From now on, I've gotta be real careful when handling stuff with current - but hey, that's almost everything! Argh!

Little Treasures

Yester-night, while I was looking for a key-chain to hook my portable semiconductor memory I/O device (that's my own, super-long term to mean the USB memory drive - or more commonly mis-termed as thumbdrive or pendrive) to, I remember the tin box of key-chains that I'd collected over the years. Inside a cardboard box buried under layers upon layers of dust, I found it.

And there lay all the things I hold precious since so many years ago. There were those I bought on family vacations - one of the map of Langkawi island, one of wood from Malacca. There were those I got as souvenirs from functions I attended - a gold-plated one from the wedding of one of my father's business associates, with the names of the bride and groom etched on it (sadly though, the pair had divorced), another bearing the official logo of The Star newspaper, which I got when I attended their workshop on children's story writing with my bestfriend. And there's the one I made by myself, using a piece of scrap plastic which I smoothened, drilled a hole through, and attached the chain - using machinery from my father's workshop. There are also those I handmade from tying pieces of colourful strings into knots. Each key-chain comes with a story of its own.

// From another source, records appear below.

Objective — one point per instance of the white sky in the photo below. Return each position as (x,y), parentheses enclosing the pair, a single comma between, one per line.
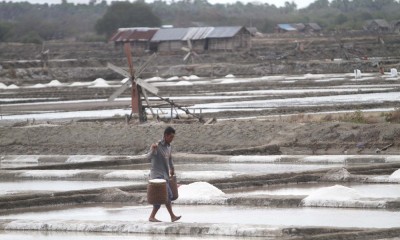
(278,3)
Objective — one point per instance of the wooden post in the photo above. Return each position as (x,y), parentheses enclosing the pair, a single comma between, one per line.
(136,101)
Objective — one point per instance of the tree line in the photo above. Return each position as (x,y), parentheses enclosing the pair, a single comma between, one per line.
(96,21)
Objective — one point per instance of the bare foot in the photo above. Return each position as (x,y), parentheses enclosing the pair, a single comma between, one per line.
(176,218)
(154,220)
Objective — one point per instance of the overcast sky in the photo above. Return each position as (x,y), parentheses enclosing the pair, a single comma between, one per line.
(278,3)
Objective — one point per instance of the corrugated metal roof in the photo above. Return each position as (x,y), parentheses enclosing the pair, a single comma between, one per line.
(196,33)
(382,23)
(224,32)
(315,26)
(287,27)
(169,34)
(133,34)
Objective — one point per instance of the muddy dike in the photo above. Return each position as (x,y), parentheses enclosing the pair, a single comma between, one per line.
(79,61)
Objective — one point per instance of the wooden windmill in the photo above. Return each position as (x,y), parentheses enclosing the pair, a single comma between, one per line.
(190,53)
(139,87)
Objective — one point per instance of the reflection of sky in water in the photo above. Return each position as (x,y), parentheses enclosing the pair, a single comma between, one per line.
(332,217)
(253,168)
(52,185)
(59,235)
(365,190)
(309,101)
(353,87)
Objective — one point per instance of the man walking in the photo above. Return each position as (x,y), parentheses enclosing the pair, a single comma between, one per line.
(162,167)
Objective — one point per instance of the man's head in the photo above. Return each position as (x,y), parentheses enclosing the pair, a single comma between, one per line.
(169,134)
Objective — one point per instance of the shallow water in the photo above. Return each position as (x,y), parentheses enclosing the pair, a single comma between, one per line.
(253,167)
(365,190)
(12,187)
(282,217)
(34,235)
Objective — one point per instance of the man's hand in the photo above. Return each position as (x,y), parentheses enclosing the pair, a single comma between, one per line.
(153,147)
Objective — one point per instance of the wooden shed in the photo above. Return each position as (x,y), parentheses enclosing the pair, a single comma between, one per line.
(228,39)
(169,39)
(377,25)
(139,38)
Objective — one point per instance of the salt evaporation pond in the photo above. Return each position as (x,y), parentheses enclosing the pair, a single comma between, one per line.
(365,190)
(12,187)
(280,217)
(264,168)
(58,235)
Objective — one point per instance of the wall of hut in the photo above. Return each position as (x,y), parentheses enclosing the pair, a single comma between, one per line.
(169,46)
(240,41)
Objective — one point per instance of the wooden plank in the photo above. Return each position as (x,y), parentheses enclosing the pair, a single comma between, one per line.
(120,90)
(139,81)
(118,70)
(147,86)
(147,101)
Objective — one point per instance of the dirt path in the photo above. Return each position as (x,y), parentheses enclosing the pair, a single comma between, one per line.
(114,138)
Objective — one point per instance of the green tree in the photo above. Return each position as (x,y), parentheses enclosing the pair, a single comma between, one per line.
(126,14)
(4,31)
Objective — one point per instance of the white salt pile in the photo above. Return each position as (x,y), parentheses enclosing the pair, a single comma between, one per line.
(78,84)
(99,82)
(191,77)
(173,78)
(200,192)
(227,81)
(335,196)
(395,176)
(154,79)
(54,83)
(124,80)
(12,86)
(184,83)
(39,85)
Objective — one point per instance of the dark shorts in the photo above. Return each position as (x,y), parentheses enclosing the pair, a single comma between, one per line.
(169,191)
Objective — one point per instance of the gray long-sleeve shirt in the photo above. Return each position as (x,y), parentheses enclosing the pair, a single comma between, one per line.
(161,161)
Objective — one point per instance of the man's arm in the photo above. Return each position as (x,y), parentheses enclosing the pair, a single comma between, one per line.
(153,150)
(171,166)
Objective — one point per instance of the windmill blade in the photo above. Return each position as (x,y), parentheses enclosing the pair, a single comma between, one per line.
(143,67)
(149,87)
(140,82)
(147,101)
(119,70)
(127,49)
(185,49)
(187,56)
(119,91)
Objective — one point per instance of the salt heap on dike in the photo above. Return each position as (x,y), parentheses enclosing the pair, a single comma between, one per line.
(395,176)
(335,196)
(200,193)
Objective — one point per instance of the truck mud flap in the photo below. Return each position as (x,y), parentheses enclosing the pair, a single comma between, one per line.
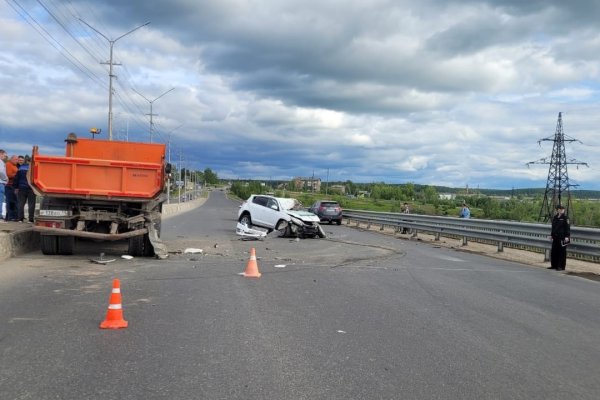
(160,249)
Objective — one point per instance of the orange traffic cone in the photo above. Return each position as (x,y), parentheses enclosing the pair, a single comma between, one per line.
(114,316)
(252,266)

Next to the tin of key-chains, I kept a smaller tin of metal badges that I collected since primary-school, including my school badges. The most precious is that of Convent Rahang - for the school no longer exists, and the ground on which it used to be is now a theology school. I have also several small pin-badges of the logo of "Visit Malaysia Year 1990" which was also made partly in my father's workshop. Then there's a couple of St John Ambulance collar-pins - all of which I believe are not to be found easily anymore.

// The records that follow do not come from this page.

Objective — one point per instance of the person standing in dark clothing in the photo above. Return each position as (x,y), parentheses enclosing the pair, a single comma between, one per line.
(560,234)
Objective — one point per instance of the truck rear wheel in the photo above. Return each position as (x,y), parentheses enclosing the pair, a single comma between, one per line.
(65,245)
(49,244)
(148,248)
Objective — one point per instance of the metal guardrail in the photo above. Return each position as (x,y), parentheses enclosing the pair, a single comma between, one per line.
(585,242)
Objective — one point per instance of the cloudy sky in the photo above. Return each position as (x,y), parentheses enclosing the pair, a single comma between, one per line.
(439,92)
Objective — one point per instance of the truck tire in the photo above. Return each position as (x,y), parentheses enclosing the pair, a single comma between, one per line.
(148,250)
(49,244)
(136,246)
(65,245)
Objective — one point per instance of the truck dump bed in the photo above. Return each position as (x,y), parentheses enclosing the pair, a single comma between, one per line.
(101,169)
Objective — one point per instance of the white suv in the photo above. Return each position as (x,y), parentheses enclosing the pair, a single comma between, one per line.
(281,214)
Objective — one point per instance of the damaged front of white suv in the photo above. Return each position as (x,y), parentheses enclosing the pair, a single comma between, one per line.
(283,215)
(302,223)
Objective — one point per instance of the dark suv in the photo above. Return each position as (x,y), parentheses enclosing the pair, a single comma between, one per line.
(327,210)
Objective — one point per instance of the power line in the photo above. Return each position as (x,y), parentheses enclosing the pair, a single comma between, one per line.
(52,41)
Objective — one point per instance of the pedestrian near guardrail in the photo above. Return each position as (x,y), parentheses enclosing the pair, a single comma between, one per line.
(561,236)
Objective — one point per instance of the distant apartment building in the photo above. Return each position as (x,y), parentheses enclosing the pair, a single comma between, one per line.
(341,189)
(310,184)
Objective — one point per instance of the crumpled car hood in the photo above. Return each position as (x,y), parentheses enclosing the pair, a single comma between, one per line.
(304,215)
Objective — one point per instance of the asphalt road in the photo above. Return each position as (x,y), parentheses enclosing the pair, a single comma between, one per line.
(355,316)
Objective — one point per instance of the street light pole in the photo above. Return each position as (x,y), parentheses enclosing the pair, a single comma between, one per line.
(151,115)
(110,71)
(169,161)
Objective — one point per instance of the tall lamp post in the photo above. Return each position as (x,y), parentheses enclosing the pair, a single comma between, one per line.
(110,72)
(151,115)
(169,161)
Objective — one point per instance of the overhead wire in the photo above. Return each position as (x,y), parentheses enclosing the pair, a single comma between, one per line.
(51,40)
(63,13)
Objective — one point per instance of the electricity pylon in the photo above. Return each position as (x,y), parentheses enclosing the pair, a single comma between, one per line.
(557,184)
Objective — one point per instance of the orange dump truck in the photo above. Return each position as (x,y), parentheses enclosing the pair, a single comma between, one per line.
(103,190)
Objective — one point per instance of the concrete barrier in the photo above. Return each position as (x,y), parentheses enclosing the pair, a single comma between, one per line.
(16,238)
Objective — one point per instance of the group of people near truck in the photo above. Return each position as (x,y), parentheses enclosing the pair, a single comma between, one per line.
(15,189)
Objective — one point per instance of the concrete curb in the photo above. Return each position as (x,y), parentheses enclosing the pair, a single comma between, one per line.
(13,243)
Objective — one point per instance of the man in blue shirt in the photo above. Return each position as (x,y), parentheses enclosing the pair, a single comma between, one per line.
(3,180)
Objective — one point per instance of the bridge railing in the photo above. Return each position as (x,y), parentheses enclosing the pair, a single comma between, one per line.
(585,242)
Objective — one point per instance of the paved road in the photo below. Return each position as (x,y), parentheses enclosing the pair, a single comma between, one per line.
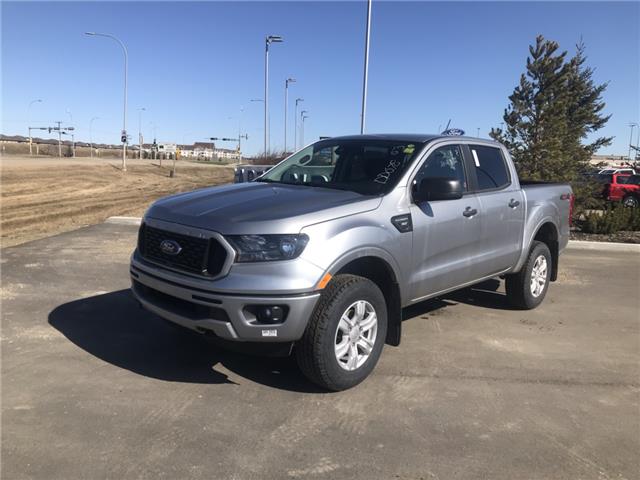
(93,387)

Going through these things which may worth nothing, but are priceless treasures to me on a personal account, I thought about what will become of them upon my death. Will my husband or daughter toss them out like pieces of junk that "mom has kept for years"? What about all the other stuff that I still keep? (I am, I admit, an ardent keeper). Even if my children continue keeping my junk after I am gone, what about their children after they are gone? Things other that jewels don't usually get passed down as family heirloom. Really. It was indeed a disheartening thought.